Pénétrés de ces diverses considérations, quelques habitans de Chambéry, amis des arts et des sciences, et prenant un véritable intérêt au bien de leur pays, se sont communiqué mutuellement leurs vues pour réaliser une pensée qui leur était commune. L'un d'eux a rédigé un projet contenant l'exposé des motifs d'intérêt public qui semblaient réclamer l'établissement d'une Société littéraire dans la capitale du Duché, et les divers points de vue qu'il paraissait convenable d'assigner à ses travaux. Ils ont pris ensuite la résolulion effective de fonder une Société dans le sens projeté, sous le titre de Société Académique de Savoie, qui serait composée de Membres et de Correspondans nés ou domiciliés en Savoie, ou immédiatement originaires du pays. Ils ont considéré que les circonstances paraissaient toutes favorables à leur projet. La Savoie, rétablie en corps de nation et recouvrant son existence po- litique, était rentrée sous le sceptre paternel de ses légitimes Souverains, qui l'ont rendue à ses antiques lois et à l'influence salutaire de l'auguste Religion de nos pères. Elle commençait à jouir des bienfaits de cette royale protection qu'ils ont toujours accordée à toutes les institutions utiles. Déjà de nombreux encouragemens étaient décernés à l'industrie. De sages dispositions étaient données ou préparées en faveur de l'agriculture, des arts et du commerce. De nouvelles sources étaient ouvertes à l'instruction publique. Chambéry avait obtenu de la bienveillance du Gouvernement de S.M., sur la proposition des Autontés et Administrations compétentes, l'établissement des nouvelles Chaires de Médecine, de Chirurgie, de Chimie pharmaceutique, de Géographie spéciale, de langue italienne, et d'une École de Peinture, la Ville s'étant chargée de pourvoir aux dépenses nécessaires. Les soins qu’elle avait mis à la restauration de la Bibliothèque publique, secondés par le zèle et l'activité de son Bibliothécaire, venaient de donner une nouvelle consistance à cet établissement, augmenté d'un Musée d'histoire naturelle et d'antiquités, à l'accroissement duquel ont concouru l'empressement et la générosité d'un grand nombre d'amateurs. Tout paraissait d'un heureux augure pour la formation d'une Société littéraire au milieu d'un tel ordre de choses.
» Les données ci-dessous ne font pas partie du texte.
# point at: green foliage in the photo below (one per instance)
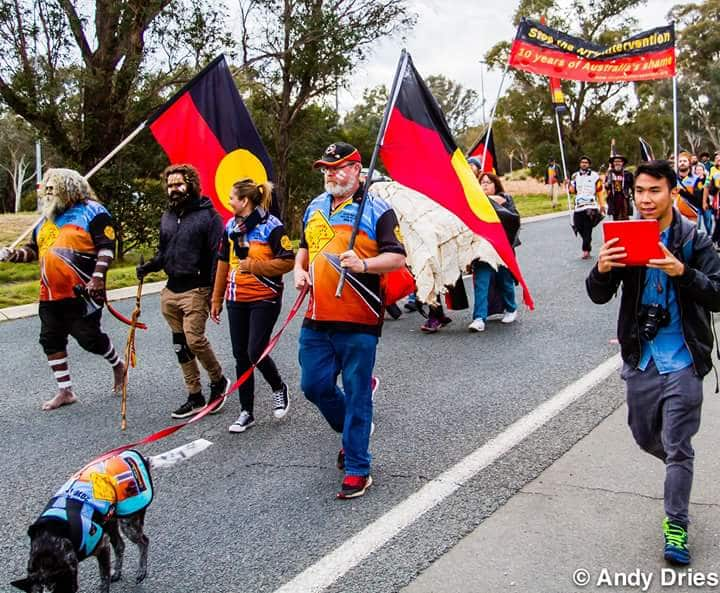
(298, 53)
(458, 104)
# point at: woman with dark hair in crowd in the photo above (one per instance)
(483, 272)
(254, 254)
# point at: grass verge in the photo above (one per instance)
(536, 204)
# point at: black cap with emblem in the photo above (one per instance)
(338, 154)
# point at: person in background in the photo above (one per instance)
(586, 186)
(553, 181)
(619, 188)
(254, 254)
(701, 199)
(483, 272)
(190, 231)
(705, 161)
(686, 201)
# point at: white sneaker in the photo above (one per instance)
(281, 402)
(244, 421)
(477, 325)
(509, 317)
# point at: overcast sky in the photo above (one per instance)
(452, 36)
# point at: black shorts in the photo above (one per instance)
(60, 319)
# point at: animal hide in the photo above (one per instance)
(439, 246)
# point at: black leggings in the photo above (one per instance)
(583, 224)
(251, 326)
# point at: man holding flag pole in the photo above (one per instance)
(340, 335)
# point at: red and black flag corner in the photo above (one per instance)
(207, 125)
(478, 150)
(646, 153)
(540, 49)
(418, 151)
(556, 95)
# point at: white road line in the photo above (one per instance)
(348, 555)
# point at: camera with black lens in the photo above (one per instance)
(651, 318)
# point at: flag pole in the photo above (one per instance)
(89, 174)
(562, 158)
(402, 64)
(675, 123)
(492, 118)
(115, 150)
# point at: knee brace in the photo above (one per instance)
(182, 350)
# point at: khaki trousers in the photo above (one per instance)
(187, 312)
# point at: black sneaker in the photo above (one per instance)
(410, 306)
(281, 402)
(217, 390)
(244, 421)
(394, 311)
(192, 406)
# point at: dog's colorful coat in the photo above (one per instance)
(119, 486)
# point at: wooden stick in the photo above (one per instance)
(129, 347)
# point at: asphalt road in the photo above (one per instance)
(258, 508)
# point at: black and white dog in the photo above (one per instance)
(85, 518)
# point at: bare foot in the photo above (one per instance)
(64, 397)
(118, 377)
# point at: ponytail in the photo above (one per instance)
(258, 194)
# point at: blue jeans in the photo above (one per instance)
(706, 217)
(323, 356)
(482, 274)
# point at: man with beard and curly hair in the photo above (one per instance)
(190, 232)
(340, 335)
(75, 244)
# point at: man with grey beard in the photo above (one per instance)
(340, 335)
(75, 243)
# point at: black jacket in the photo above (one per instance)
(189, 242)
(697, 290)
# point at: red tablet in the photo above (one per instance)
(639, 238)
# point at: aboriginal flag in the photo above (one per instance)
(418, 151)
(556, 95)
(207, 125)
(646, 153)
(490, 165)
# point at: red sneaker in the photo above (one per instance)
(354, 486)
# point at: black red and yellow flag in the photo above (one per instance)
(478, 150)
(207, 125)
(646, 152)
(539, 49)
(556, 95)
(418, 151)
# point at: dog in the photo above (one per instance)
(86, 516)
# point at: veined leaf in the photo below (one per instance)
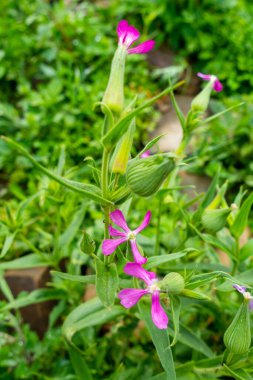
(39, 295)
(79, 364)
(156, 261)
(241, 218)
(161, 341)
(151, 143)
(175, 310)
(107, 282)
(71, 277)
(28, 261)
(111, 138)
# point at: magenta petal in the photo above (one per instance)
(118, 218)
(131, 36)
(146, 154)
(122, 30)
(136, 270)
(138, 258)
(114, 232)
(109, 245)
(142, 48)
(129, 297)
(159, 316)
(239, 288)
(217, 86)
(204, 76)
(144, 223)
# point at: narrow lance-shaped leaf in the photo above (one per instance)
(111, 138)
(90, 191)
(241, 218)
(161, 341)
(106, 282)
(175, 309)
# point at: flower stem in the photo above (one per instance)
(157, 242)
(104, 188)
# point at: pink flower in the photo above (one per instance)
(246, 295)
(129, 297)
(145, 154)
(217, 86)
(128, 34)
(109, 245)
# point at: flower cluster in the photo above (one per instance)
(129, 297)
(247, 296)
(114, 98)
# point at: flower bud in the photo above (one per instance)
(237, 337)
(87, 244)
(114, 93)
(215, 220)
(173, 283)
(123, 149)
(201, 101)
(144, 177)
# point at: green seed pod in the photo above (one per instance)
(237, 337)
(122, 152)
(114, 93)
(87, 244)
(145, 176)
(215, 220)
(173, 283)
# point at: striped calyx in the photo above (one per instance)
(145, 176)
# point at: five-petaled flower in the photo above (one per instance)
(246, 295)
(129, 297)
(128, 34)
(217, 85)
(109, 245)
(146, 154)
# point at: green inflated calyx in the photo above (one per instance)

Une Société de ce genre n'étant point créée par un acte de l'Autorité, ne peut s'établir que spontanément. Dès-lors, les personnes qui en forment le premier noyau reçoivent leur mission de la pensée qu'ils ont eue de fonder une institution utile à leur pays, des soins qu'ils se donnent et des démarches qu'ils font pour arriver au but. C'est ainsi, pouvons-nous observer (sans prétendre, faire aucune autre comparaison que celle des faits ), que l'Académie des Sciences de Paris prit naissance dans les entretiens de quelques hommes instruits, qui s'assemblèrent d'abord librement et tour à tour les uns chez les autres ; et c'est encore ainsi que s'est formée, en 1757, l'Académie Royale des Sciences de Turin.

Les fondateurs de la Société Académique de Savoie s’occupèrent d'un projet de Réglemens, que l'un d'eux fut chargé de rédiger, et s'adjoignirent confidentiellement quelques personnes, afin de procéder avec plus de connaissance et de maturité, dans l'adoption de ces Réglemens.

La Société naissante tint d'abord quelques assemblées particulières sur la fin de 1819 et au commencement de 1820. Autorisée par une lettre aussi gracieuse que favorable, de S. Exc. le Ministre Premier Secrétaire d'Etat pour les affaires internes, en date du 29 avril 1820, elle se constitua définitivement, en nommant un Président, un Vice - Président , un Secrétaire- Perpétuel , et les autres Officiers établis par ses Réglemens. Elle commençait à se livrer à d'utiles travaux, lorsqu'elle se vit forcée de les interrompre par les malheureux événemens de 1821.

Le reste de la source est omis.